Jika masalah anak mengenai kondisi
anak berkebutuhan khusus (ABK)
ABK
adalah anak yang menyimpang dari rata-rata anak normal dalam hal: ciri-ciri
mental, kemampuan sensorik, motorik, fisik, perilaku sosial – emosional maupun
kemampuan berkomunikasi, seperti: anak dengan masalah autisme, anak
keterbelakangan mental, anak dengan kecacatan fisik. Hal yang penting dilakukan
oleh pelayan adalah: menerima kondisi
anak layan tersebut.
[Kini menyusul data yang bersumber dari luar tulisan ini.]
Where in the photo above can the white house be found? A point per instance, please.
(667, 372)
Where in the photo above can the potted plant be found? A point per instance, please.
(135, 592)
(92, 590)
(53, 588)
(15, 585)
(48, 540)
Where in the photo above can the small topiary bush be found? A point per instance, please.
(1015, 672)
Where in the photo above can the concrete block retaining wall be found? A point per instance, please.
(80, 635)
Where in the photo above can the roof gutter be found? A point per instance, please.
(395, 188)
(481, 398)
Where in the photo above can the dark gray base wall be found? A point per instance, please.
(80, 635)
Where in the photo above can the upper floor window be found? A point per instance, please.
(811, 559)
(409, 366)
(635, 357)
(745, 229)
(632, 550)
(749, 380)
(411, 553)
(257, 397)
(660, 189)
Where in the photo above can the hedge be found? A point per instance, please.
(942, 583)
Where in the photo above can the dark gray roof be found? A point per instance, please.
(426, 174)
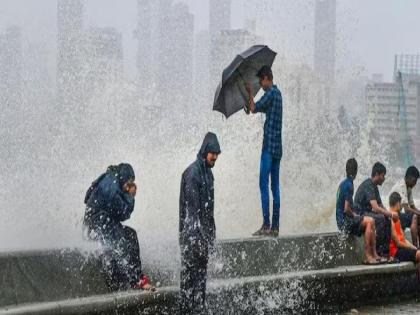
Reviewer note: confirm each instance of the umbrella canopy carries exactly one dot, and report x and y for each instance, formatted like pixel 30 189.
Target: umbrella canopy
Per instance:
pixel 231 95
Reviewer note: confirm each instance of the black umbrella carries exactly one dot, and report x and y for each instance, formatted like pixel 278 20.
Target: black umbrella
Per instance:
pixel 231 95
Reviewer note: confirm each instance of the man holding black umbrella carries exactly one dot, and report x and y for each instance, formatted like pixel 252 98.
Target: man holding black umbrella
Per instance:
pixel 271 104
pixel 197 229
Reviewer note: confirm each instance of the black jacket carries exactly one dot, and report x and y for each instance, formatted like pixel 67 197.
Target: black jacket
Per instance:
pixel 106 202
pixel 196 200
Penerimaan terhadap kondisi anak layan tersebut tampil
dalam sikap dan perilaku pelayan sebagai berikut:
- Tidak menuntut ABK tersebut seperti anak
normal
- Menyediakan aktivitas atau kegiatan yang
sesuai dan dapat dilakukan oleh ABK
- Lebih toleran terhadap munculnya perilaku
bermasalah dalam kegiatan Pelkat PA sehingga tidak memberikan hukuman terhadap
perilaku ABK yang mengganggu kakak pelayan.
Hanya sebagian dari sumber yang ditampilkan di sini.